Methodological approach to the study of structural, electrochemical and transport characteristics of electrobaromembrane purification of industrial solutions

A comprehensive methodological approach has been developed for studying the structural, electrochemical, and transport characteristics of industrial solution purification processes using electrobaromembrane technology. The approach is structured as a multi-level hierarchical framework encompassing all stages of the research: from an analytical review and selection of objects to mathematical modeling, engineering calculations, and cost-effectiveness assessment. The methodology ensures a systematic approach to research, increasing the reliability and reproducibility of results. Model and real industrial solutions from three environmentally significant industries were identified as key objects of experimental research: mineral fertilizer production (ammonium and potassium salt solutions), biofuel production (water-ether mixtures), and electroplating (multicomponent solutions containing ions of heavy metals, ammonium, sulfates, and phosphates).

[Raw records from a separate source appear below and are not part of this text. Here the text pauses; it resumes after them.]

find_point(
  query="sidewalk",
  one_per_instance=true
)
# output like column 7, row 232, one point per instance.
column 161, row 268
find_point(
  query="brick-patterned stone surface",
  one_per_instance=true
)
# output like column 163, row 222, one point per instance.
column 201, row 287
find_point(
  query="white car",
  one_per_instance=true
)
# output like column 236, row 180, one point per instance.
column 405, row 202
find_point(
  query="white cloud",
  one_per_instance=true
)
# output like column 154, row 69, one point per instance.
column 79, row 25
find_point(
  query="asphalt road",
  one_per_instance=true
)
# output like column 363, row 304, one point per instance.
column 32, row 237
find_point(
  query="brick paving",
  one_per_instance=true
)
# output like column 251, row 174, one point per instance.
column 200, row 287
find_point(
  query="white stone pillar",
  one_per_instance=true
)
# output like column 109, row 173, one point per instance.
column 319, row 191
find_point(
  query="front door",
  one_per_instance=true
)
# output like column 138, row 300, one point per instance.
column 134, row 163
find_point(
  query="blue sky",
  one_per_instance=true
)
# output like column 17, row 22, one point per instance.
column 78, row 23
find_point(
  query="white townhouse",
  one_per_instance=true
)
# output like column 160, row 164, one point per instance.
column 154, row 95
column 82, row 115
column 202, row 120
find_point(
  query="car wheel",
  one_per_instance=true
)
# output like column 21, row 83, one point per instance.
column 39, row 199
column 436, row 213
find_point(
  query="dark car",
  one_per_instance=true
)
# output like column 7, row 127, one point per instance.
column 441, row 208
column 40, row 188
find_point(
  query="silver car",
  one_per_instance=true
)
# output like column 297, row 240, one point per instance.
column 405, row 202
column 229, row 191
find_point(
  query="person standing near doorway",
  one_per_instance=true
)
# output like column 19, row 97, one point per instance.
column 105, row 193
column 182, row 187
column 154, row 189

The research was conducted using a range of industrial porous polymer membranes (nano-, ultra-, and microfiltration) from domestic manufacturers. The paper presents and analyzes experimental graphical dependencies illustrating the effect of the process on membrane characteristics and separation efficiency. X-ray diffraction, thermogravimetry, and differential scanning calorimetry (DSC) were used to study structural changes in a microfiltration membrane after exposure to components of biofuel production washwater. Current-voltage characteristics, as well as the dependences of membrane system resistance and conductivity on voltage and transmembrane pressure, were obtained for the electron-nanofiltration of model mineral fertilizer solutions. Transport characteristics were studied during the purification of a real galvanic solution: the dependences of the ion retention coefficient (Zn²⁺, PO₄³⁻) and the specific membrane flux on electric current density were determined. The obtained data serve as the basis for mathematical modeling, optimization of operating modes, and engineering calculations for electromembrane devices. The developed methodological approach and the obtained results contribute to the development of scientific foundations for resource-saving and environmentally friendly technologies for industrial wastewater treatment, ensuring the return of valuable components to the production cycle.